Capisco non solo il dolore e le ferite riaperte dei familiari delle vittime di stragi e delitti di Mafia, ma anche la rabbia e lo sconforto di tante associazioni come Libera, guidata da Don Ciotti, che fanno della lotta alle organizzazioni criminali la propria ragione sociale. Ma a costoro e ai tutti i facili indignati, è giusto ricordare che tutte le vittime di Mafia che puntualmente commemoriamo, in modo particolare gli uomini legati alla Magistratura ed alle Forze dell’Ordine, sono morti proprio per attuare uno Stato di Diritto, volendoci insegnare che noi siamo diversi da loro, e nel quale la giustizia è amministrata da giudici indipendenti, terzi ed imparziali, sull’esito delle cui decisioni non possono incidere alterazioni emotive individuali o collettive. Le norme suscettibili di applicazione alla carcerazione di Totò Riina rappresentano pacificamente tutele dei diritti fondamentali che in quanto tali si caratterizzano per l’inderogabilità assoluta. Si tratta di disposizioni la cui ingiustificata disapplicazione anche per un solo caso rimetterebbe in discussione la natura stessa dello Stato costituzionale, del principio di eguaglianza formale di cui all’articolo 3 della nostra Costituzione. Quindi, lo Stato italiano ha esercitato sul boss mafioso la propria giurisdizione secondo le norme e le regole vigenti nell’ordinamento giuridico e grazie a questa architettura di civiltà lo ha condannato all’ergastolo più volte, lo ha imprigionato e lo ha relegato al regime carcerario del cosiddetto 41 bis.

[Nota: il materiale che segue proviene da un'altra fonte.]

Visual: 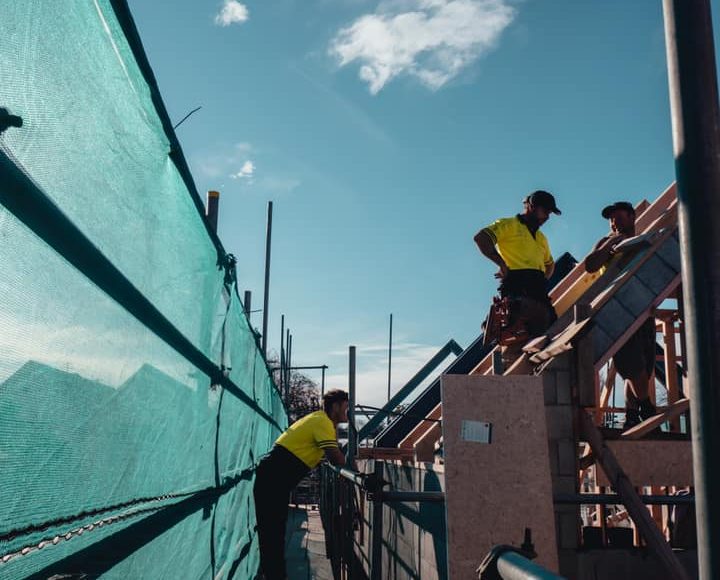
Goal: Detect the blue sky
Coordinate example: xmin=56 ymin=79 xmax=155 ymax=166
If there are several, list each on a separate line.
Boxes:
xmin=130 ymin=0 xmax=718 ymax=404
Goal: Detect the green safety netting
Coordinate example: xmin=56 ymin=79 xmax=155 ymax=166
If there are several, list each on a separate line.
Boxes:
xmin=0 ymin=0 xmax=287 ymax=578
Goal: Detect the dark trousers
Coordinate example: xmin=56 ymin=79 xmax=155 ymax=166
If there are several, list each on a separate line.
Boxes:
xmin=498 ymin=270 xmax=557 ymax=337
xmin=253 ymin=445 xmax=309 ymax=580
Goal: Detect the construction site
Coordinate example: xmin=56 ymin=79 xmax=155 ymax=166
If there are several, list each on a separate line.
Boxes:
xmin=0 ymin=0 xmax=720 ymax=580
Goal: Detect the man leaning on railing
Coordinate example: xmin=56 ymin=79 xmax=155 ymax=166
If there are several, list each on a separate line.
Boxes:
xmin=253 ymin=389 xmax=348 ymax=580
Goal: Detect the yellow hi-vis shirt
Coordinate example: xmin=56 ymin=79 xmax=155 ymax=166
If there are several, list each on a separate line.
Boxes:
xmin=483 ymin=216 xmax=553 ymax=273
xmin=275 ymin=411 xmax=338 ymax=469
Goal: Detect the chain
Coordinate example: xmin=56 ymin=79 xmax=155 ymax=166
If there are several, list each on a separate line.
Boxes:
xmin=0 ymin=498 xmax=165 ymax=564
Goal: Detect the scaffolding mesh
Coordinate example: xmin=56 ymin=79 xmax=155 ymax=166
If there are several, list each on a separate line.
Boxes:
xmin=0 ymin=0 xmax=287 ymax=578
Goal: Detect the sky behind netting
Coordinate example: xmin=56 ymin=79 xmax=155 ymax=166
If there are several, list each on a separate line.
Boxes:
xmin=130 ymin=0 xmax=720 ymax=404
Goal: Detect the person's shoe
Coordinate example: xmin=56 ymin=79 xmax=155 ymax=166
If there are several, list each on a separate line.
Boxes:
xmin=639 ymin=398 xmax=657 ymax=421
xmin=623 ymin=409 xmax=640 ymax=431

E a chi, per concludere, ha affermato che qualora Riina fosse scarcerato si darebbe un segnale di resa alla Mafia, mi piace rispondere con le parole di Cesare Beccaria: “Un individuo non può mai essere un mezzo, deve restare il fine. Se le decisioni su un determinato soggetto vengono assunte in funzione del messaggio che ne può derivare, allora quella persona è ridotta appunto a mezzo, e questo non è mai lecito”.